Paraphrasing pages 189 of Karen Pinkus’s Bodily Regimes: Italian Advertising Under Fascism:

During the 1930s, Perugina–Buitoni launched a publicity campaign to raise consumer interest in chocolates, traditionally considered luxury goods. The decade was a difficult one for the sweets industry because of a number of economic factors, including the revaluation of the lira, and the higher import taxes placed on raw materials such as sugar. Perugina sponsored a radio program on the adventures of the “Four Musketeers,” and consumers began to find cheap figurines of the various characters in packages of their chocolates. Through a mechanism of identification, Perugina–Buitoni hoped to break apart the “front of indifference” that the consumer had developed toward their products. The figurine campaign, one of the most famous in the history of Italian mass culture, turned out to be immensely popular with both children and adults, and it reflected a mania for collecting that can only be termed fetishistic.

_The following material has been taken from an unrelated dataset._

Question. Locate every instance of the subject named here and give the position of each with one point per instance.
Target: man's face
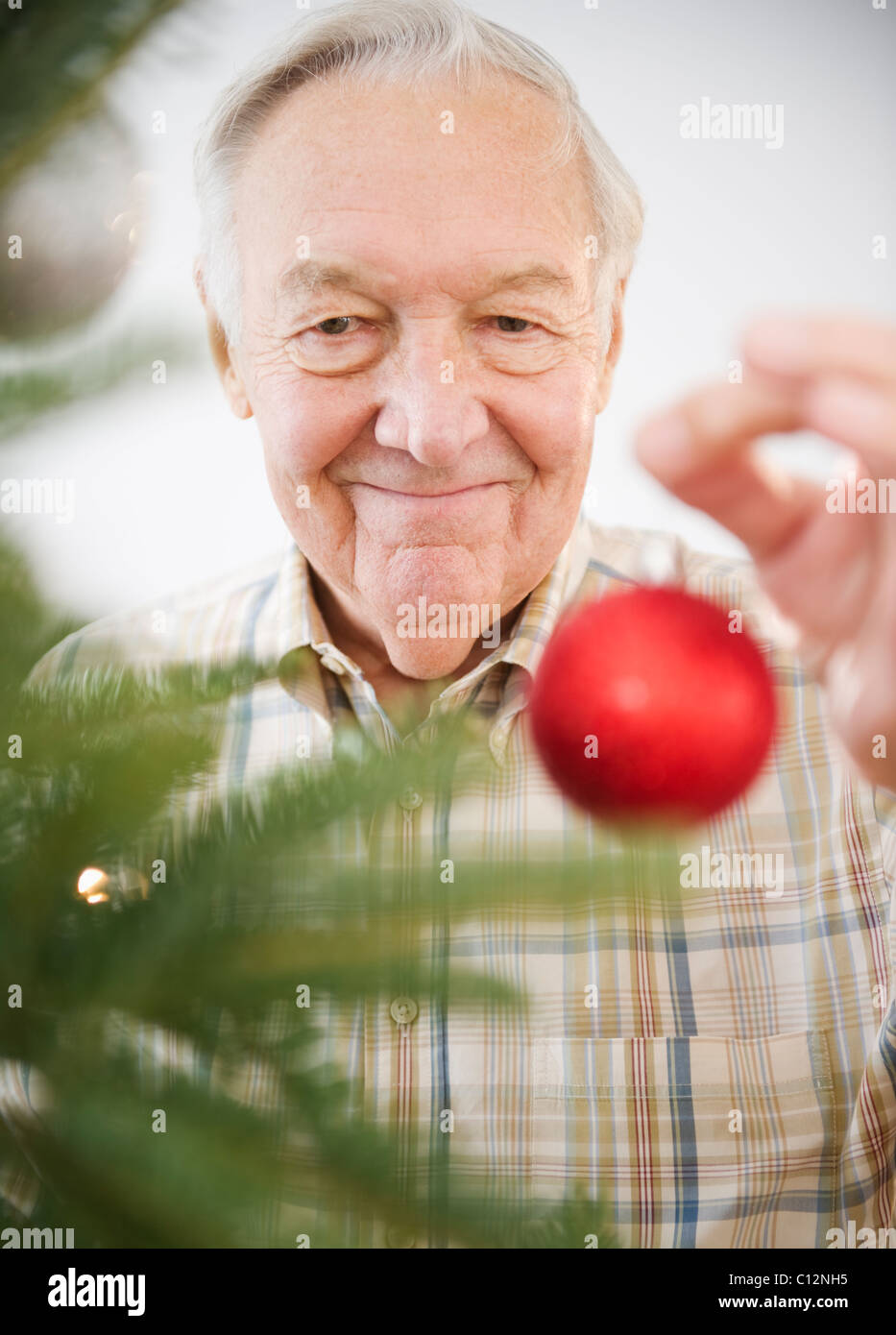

At one point during the campaign, an entire set of figurines or proof‐of‐purchase stamps could be redeemed for a Fiat Balilla and other, less substantial, commodity items (including more chocolate). The figurines—sympathetic, humanoid toys whose value in the adult market was limited—suddenly took on the exchange value of capital (the Balilla was the bourgeois, fascist dream‐good). The only obstacle to the “game” was that one needed a complete set of the [figurines], not just a certain number of any of them, which could have been acquired by investing in a certain number of chocolate packages. Some of the [figurines] were extremely common; others were quite rare. Collectors began to publish tables documenting the odds of finding a particular [one]. At that point, [they] ceased to have any value related to their form (musketeers in an adventure drama) or to the product itself, and became mere chits in a figurine stock market, traded nationally through figurine newspapers. [They] were counterfeited, stolen, trafficked; other figurine contests multiplied across the country; winners were discussed in the papers like national heroes. All of the most squalid elements present in any stock market surfaced here, seeming to replace an “innocent” children’s game.

In 1938, the Ministry of Finance issued a decree prohibiting such contests except within very strictly controlled parameters. Once again, the discourse used by the legislature was humanizing: figurine contests hurt the ingenuous participants and distracted the hard‐working fascist from the true value of labor itself. The “traditional” and “artisanal” nature of chocolates and other confections had been “lost” in the process; what had been developed initially as a stimulus to consumption was transformed, in rhetoric, into pure waste. In fact, the real impetus behind the decree may have been the threat that such contests, in which capital was circulated primarily between consumers, posed to the (wasteful) hegemony of the state lotteries. […] In essence, what concerned the regime was not immoderate acts of consumption […] but the fact that the speculation involved perfectly mimicked that of the stock market itself. The chocolate brokers had traded away the humanizing veneer of the [figurines] for the reality of capital accumulation; they had stripped the humanism from advertising.